As the language deployed in the culture might suggest, crimes aren’t committed, but are caused. Perpetrators don’t do the crime, but are driven to do their deeds by a confluence of uncontrollable factors.
The paradox at the heart of the disease theory of delinquency is that causal theoretical explanations are invoked only after bad deeds have been committed. Good deeds, however extravagant, are in no need of extenuation.
The evidence our tele-therapists advance for a killer’s “madness” is … the murder or murders he has committed.
Whatever the logical fallacy the psychiatrists commit—circular reasoning or backward reasoning—thinking people can agree: This is bad logic.
Fact: When they suggest a shooter is sick, they do so based on the fact that he committed murder.
Let’s run with this “logic”: The reductio ad absurdum of what the mental-health mavens are saying is that to kill, an individual must be deranged.
Does that not imply that the default condition of humanity is goodness?
Indeed, evil has been cast as a symptom of illness.
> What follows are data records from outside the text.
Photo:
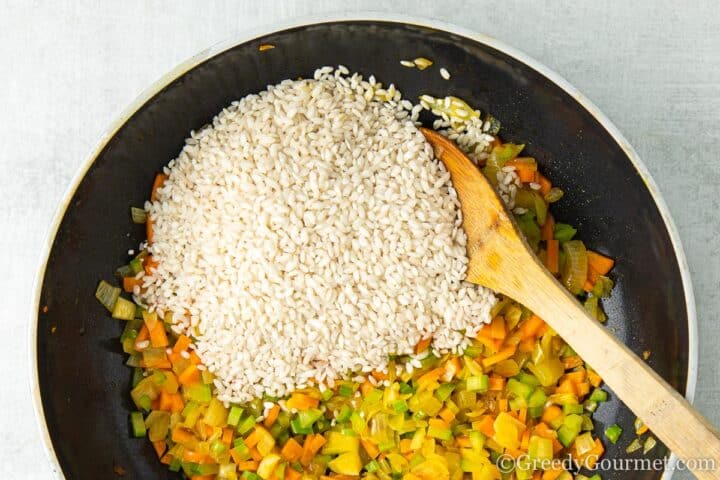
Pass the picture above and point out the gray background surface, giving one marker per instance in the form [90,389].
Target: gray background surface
[70,67]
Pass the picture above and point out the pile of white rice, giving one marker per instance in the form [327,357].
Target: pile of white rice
[309,233]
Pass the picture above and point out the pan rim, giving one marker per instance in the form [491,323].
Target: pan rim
[370,16]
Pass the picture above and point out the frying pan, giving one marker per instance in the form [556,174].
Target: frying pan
[81,385]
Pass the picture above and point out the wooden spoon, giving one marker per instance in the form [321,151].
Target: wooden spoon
[500,259]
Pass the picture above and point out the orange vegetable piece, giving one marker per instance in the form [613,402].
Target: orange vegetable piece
[370,448]
[302,401]
[182,343]
[189,376]
[292,450]
[160,446]
[158,337]
[485,425]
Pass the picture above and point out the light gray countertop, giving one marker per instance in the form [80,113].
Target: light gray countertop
[70,67]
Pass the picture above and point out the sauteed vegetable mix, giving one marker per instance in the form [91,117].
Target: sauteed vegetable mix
[517,395]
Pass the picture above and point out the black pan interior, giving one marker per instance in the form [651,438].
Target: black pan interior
[83,381]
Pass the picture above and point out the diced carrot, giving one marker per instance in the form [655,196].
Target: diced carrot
[129,283]
[552,473]
[292,450]
[370,448]
[150,264]
[160,446]
[255,454]
[143,335]
[531,326]
[194,457]
[247,466]
[545,185]
[496,384]
[497,328]
[252,439]
[547,231]
[158,337]
[485,425]
[572,361]
[423,344]
[552,257]
[302,401]
[551,413]
[594,379]
[599,263]
[271,415]
[576,376]
[566,386]
[157,183]
[227,436]
[522,415]
[292,474]
[503,354]
[446,414]
[189,376]
[181,344]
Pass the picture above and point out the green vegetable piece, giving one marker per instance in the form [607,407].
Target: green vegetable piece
[570,408]
[123,309]
[107,295]
[137,423]
[234,415]
[479,383]
[613,433]
[564,232]
[518,389]
[598,395]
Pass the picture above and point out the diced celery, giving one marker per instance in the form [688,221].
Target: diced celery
[234,415]
[613,433]
[572,408]
[598,395]
[338,443]
[444,391]
[245,425]
[564,232]
[527,379]
[199,392]
[479,383]
[107,295]
[137,423]
[519,389]
[124,309]
[540,448]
It’s certainly so if to judge by the language used by the experts.
This is dangerous, because evil responds to punishment, not to kid gloves, which is what medicalizing misbehavior amounts to.
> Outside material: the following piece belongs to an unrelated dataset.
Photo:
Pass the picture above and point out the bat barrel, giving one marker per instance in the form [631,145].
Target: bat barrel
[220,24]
The more we medicalize dysfunctional conduct, the more of it we will get.
Why? Because the therapist’s couch—the chaise longue sofa in the movies—or his hallucinogens are a lot more pleasant than the hard work involved in reforming conduct and character.
Pleasant is a reward. Reward evil and you’ll get more of it.
That’s where the disease theory of delinquency leads. It rules out evil and brings us closer to marginalizing goodness.
By all means, scan the brains of shooters in search of significant pathology. You’ll find none—not when variables like drug-taking are controlled for, and when the absence of baseline measurements for comparison purposes is factored-in.
Moreover, most individuals classified as mentally ill do not murder.
See, evil is part of the human condition, always has been, always will be. Evil can’t be wished away, treated away, medicated away or legislated away. Evil is here to stay.
Bad people—little Damiens included—do bad things. All the more so when barriers to bad behavior are removed across the board, and when everything goes.
The infamous Nikolas Cruz was a feral boy bereft of family, friends, faith and church affiliation. Cruz was loosely attached to a sprawling, impersonal, school system that taught him and his peers about safe sex, but shielded them from the Ten Commandments.
His example of systemic institutional failure typifies instances of school shootings across America.
Failure of state institutions—FBI, education and social services—and failure of familial and faith-based institutions came together to dreadful effect. The latter, in particular, are no longer there for bad boys in the forceful, firm way they need.
Ultimately, the disease theory of delinquency is as morally fraught as it is logically wrong. You will never solve pervasive problems of character and morality, personal and societal, by medicalizing them.